When people use packages like Python or R, they typically need a great deal of libraries to also be installed so their scripts can run.
A container is an entity providing an isolated software environment (or filesystem) for an application and its dependencies.
The key difference here is a container will have all the libraries and dependent apps needed to run the package. It does this by bundling the App, libraries and operation system into a single image.
The benefits are:
-
Portable - the image does not need to be installed, it can “run” straight away
-
Self-contained - the image contains the whole stack needed to run the application
-
Isolated - as the image is self contained, it will not conflict with software in other containers or the host operating system
-
Modular - as each container has its defined apps, you can run different containers after each other in a pipeline
Containers and your workflow
There are a number of reasons for using containers in your daily work:
- Data reproducibility/provenance
- Cross-system portability
- Simplified collaboration
- Simplified software dependencies and management
- Consistent testing environment
A few examples of how containers are being used include:
- Bioinformatics workflows
- Machine Learning
- Python apps in radio astronomy
- RStudio & Jupyter Notebook sessions
- OpenFoam simulations
- HPC workflows (via Singularity)
Terminology
An image is a file (or set of files) that contains the application and all its dependencies, libraries, run-time systems, etc. required to run. You can copy images around, upload them, download them etc.

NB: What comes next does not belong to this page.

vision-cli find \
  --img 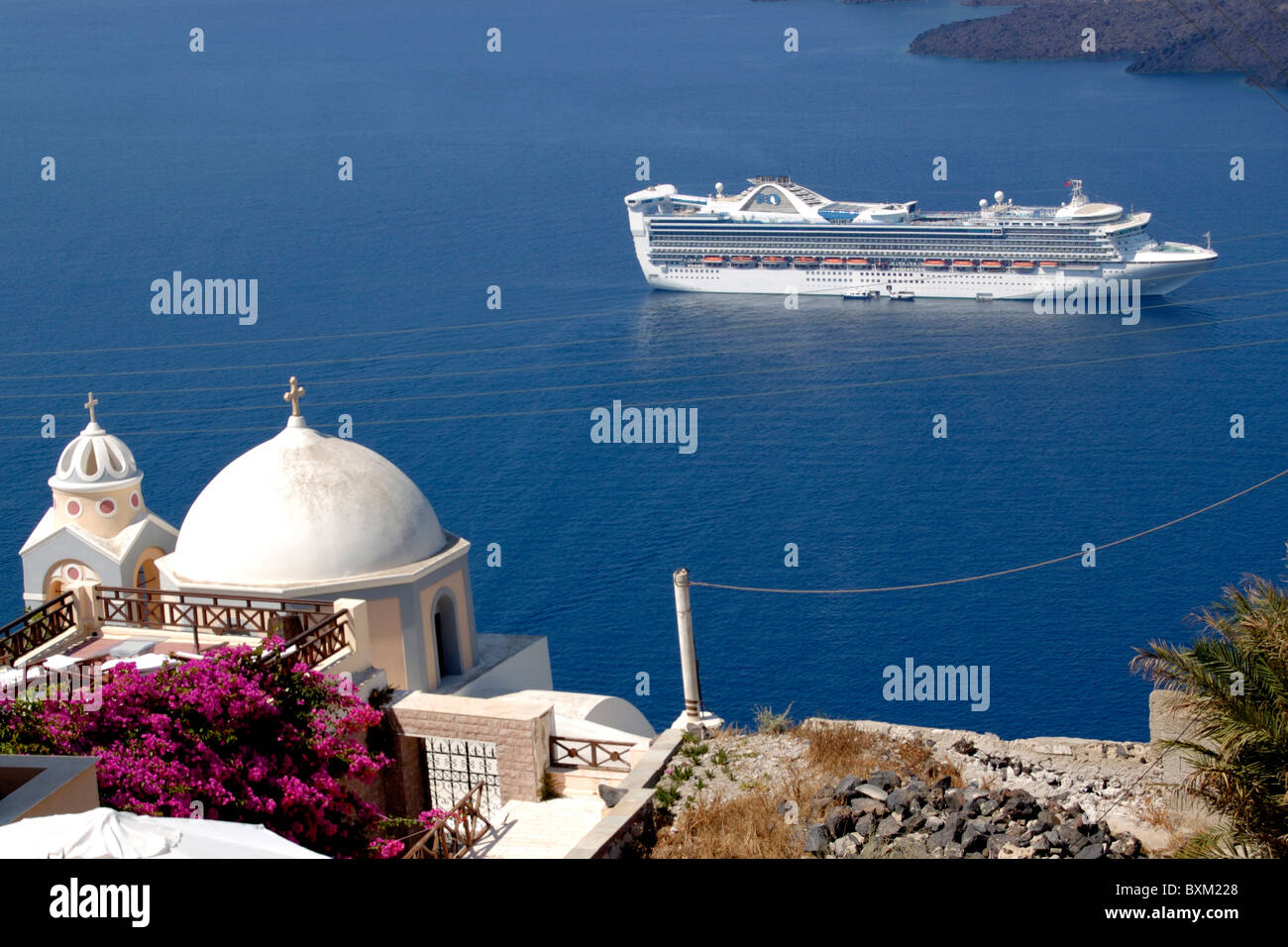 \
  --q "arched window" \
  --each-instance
[434,591,465,678]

A container is an instantiation of an image. That is, the image in a running state. You can run multiple containers from the same image, much like you might run the same application with different options or arguments.
In abstract, an image corresponds to a file, a container corresponds to a process.
A registry is a place where images are stored and can be accessed by users. It can be public (e.g. Docker Hub) or private.
To build an image we need a recipe. A recipe file is called a Definition File, or def file, in the Singularity jargon and a Dockerfile in the Docker world.
Container engines
A number of tools are available to create, deploy and run containerised applications. We will only be using Singularity in this lesson:
-
Docker: the first engine to gain popularity, still widely used in the IT industry. Not very suitable for HPC as it requires root privileges to run. Typically used on desktops
-
Singularity: a simple, powerful container engine for the HPC world. The main focus of this workshop.
-
Apptainer: The Linux Foundation version of Singularity.
-
Shifter/Sarus: a Docker-compatible container engine, suitable for HPC. Can run containers, cannot build them.
-
Charliecloud: a Docker-compatible tool for lightweight, user-defined software stacks for high-performance computing.
-
Enroot: Nvidia’s take on containers, a simple, yet powerful tool to turn traditional container/OS images into unprivileged sandboxes.
-
Podman: a root-less alternative to Docker. Catching up quickly with HPC requirements.
Key Points
Containers enable you to package up an application and its dependencies.
By using containers, you can better enforce reproducibility, portability and share-ability of your computational workflows.